Michel Onfray a encore frappé. Après avoir tenté d'innocenter Nietzsche, son philosophe fétiche, de toute collusion spirituelle avec le nazisme qui s'en recommandait pourtant, il essaie aujourd'hui dans un essai théâtral, de style pompier néo-sartrien (Le Songe d'Eichmann), de faire porter le chapeau à Emmanuel Kant ! Au motif qu'Eichmann durant son procès, révéla (selon le témoignage d'Hannah Arendt) qu'il fut un lecteur attentif de l'auteur de la "Critique de la Raison Pratique" !
A la base, le fait est que Mr Onfray tolère à l'évidence difficilement qu'on puisse mettre en cause son maître en « athéologie » et en « gai savoir ». Il commence donc par flétrir sans nuance ceux qui colportent cette idée : « Du grand public dit cultivé aux philosophes postmodernes pourfendeurs de Mai 68, compagnons de route du libéralisme et des valeurs du catholicisme, en passant par quelques faux avertis mais vrais fourvoyés, l'auteur de Par-delà le bien et le mal fournirait la svastika, l'incendie du Reichstag, la nuit des longs couteaux, la moustache du Führer, les camps de la mort, les chambres à gaz et l'incendie de toute l'Europe. »
Certes, il paraît très excessif de faire de Nietzsche le responsable désigné de l'infamie qui se réclama de lui, et l'honnêteté exige qu'on ne confonde pas sa vision philosophique avec les monstrueux avatars qui en découlèrent et qui dénaturèrent notamment la notion emblématique de « surhomme ». Il y a infiniment plus de distance entre Nietzsche et Hitler qu'entre Marx et Lénine et Staline.
Mais à lire l'interprétation qu'en donne Onfray lui-même, il est impossible de ne pas s'interroger sur la responsabilité du Philosophe, et sur le pouvoir des mots et des idées. Dans un précédent ouvrage (« La sagesse tragique »), il dépeignait en effet le fameux surhomme de manière plutôt inquiétante, le faisant évoluer dans un monde « dans lequel les oppositions entre bien-mal, vérité-erreur, responsable-irresponsable n'ont plus de sens », n'éprouvant « ni amour, ni amitié, ni tendresse, ni compassion », et n'étant en définitive, qu'une « bête de proie qui masque sous de multiples figures l'impérialisme de l'énergie brutale et aveugle qui le conduit ».
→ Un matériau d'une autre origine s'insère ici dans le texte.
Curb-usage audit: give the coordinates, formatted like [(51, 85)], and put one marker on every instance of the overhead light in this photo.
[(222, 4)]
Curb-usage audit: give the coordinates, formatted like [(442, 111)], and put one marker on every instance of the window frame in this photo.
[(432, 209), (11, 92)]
Passe encore l'indulgence et les faiblesses qu'Onfray manifeste pour son Grand Homme. Ce qui s'avère en revanche intolérable, ce sont les manoeuvres perverses qu'il emploie pour tenter de décrédibiliser et vouer aux gémonies un autre, totalement étranger à l'affaire.
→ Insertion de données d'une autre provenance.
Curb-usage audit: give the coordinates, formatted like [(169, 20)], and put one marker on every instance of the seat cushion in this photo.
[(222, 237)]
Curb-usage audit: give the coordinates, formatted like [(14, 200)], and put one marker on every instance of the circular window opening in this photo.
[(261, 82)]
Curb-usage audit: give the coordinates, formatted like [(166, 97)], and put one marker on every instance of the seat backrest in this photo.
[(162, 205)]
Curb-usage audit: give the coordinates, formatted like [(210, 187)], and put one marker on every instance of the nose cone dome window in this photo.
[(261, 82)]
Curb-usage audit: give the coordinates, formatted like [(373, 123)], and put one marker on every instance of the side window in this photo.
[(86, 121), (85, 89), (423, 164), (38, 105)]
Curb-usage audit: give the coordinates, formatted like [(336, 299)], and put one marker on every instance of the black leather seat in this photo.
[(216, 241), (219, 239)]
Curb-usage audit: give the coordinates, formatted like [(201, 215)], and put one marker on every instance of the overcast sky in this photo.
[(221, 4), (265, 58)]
En l'occurrence, vouloir “nazifier” le Kantisme, relève d’un indicible contre-sens (le seul fait de parler de “kantisme” doit d’ailleurs faire se retourner le cher homme dans sa tombe). Quoi de plus éloigné du nazisme que cette magnifique exclamation du sage de Königsberg: « Deux choses emplissent mon esprit d’un émerveillement sans cesse croissant à chaque fois que je les considère : la voûte étoilée au dessus de moi et la loi morale au dedans de moi »
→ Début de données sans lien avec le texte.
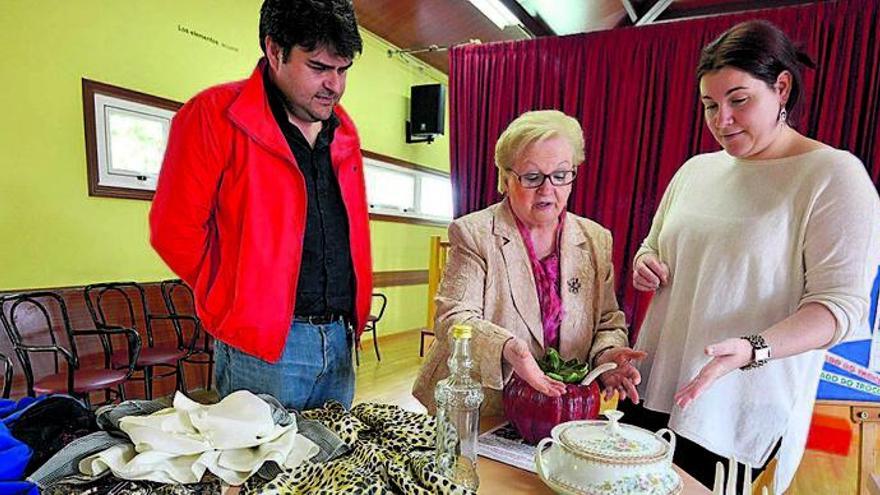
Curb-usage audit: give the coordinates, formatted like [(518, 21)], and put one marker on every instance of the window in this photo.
[(405, 192), (126, 135)]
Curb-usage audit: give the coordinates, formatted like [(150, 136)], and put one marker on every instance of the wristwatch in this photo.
[(760, 351)]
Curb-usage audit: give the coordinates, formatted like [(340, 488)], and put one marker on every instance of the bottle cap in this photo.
[(461, 331)]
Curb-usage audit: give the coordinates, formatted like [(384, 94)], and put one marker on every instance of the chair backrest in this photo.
[(40, 313), (7, 375), (380, 296), (180, 301), (436, 264), (119, 304)]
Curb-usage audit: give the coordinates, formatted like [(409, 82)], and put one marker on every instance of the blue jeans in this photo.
[(315, 367)]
Assimiler Kant, qui fut par toutes ses fibres l’être le plus moral qu’on puisse imaginer, à cette sorte d’amoralité absolue que fut le National-Socialisme, c’est sidérant. Jusqu’où peut se nicher la mauvaise foi…
Il n'est pas besoin d'être grand clerc ni exégète pour affirmer que jamais au grand jamais, Kant ne pensa que quiconque puisse se sentir autorisé à donner à ses actes une portée universelle et à prendre ses désirs pour le souverain bien. Il a recommandé au contraire, qu’avant toute action, on vérifie qu'elle puisse s’inscrire dans le contexte de la loi morale, qu'elle se soumette au célèbre « Impératif Catégorique ». Autrement dit qu’elle soit irréprochable !
Au surplus, Kant fut plus que tout autre, un homme attaché viscéralement à la paix et ses propositions dans le domaine sont à mille lieues de toutes les horreurs dont usèrent les impérialismes païens qui ont ravagé le monde au XXè siècle. S’agissant de son essai sur la Paix Perpétuelle, dont le titre dit assez le dessein, je me permets d’en extraire un passage qui me persuade pour ma part de la nécessité du fédéralisme démocratique (et donc de l’intérêt du modèle américain…) : « Si par bonheur un peuple puissant et éclairé en vient à former une république (qui par nature doit tendre vers la paix perpétuelle), alors celle-ci constituera le centre d’une association fédérale pour d’autres états, les invitant à se rallier à lui afin d’assurer de la sorte l’état de liberté des Etats conforme à l’idée du droit des gens. » Une Europe construite sur ce modèle n’aurait vraiment rien à voir avec le monstrueux empire que l’esprit dérangé d’Hitler voulait forger dans le feu et le sang.
En définitive, Michel Onfray, qui demeure en matière politique, crispé sur des schémas quasi staliniens (il appelle régulièrement à voter pour les candidats de la Ligue Communiste Révolutionnaire), fait une fois encore fausse route en philosophie. Son raisonnement cache derrière un style clinquant, les plus vains sophismes, les plus malhonnêtes assimilations et la plus fallacieuse logique....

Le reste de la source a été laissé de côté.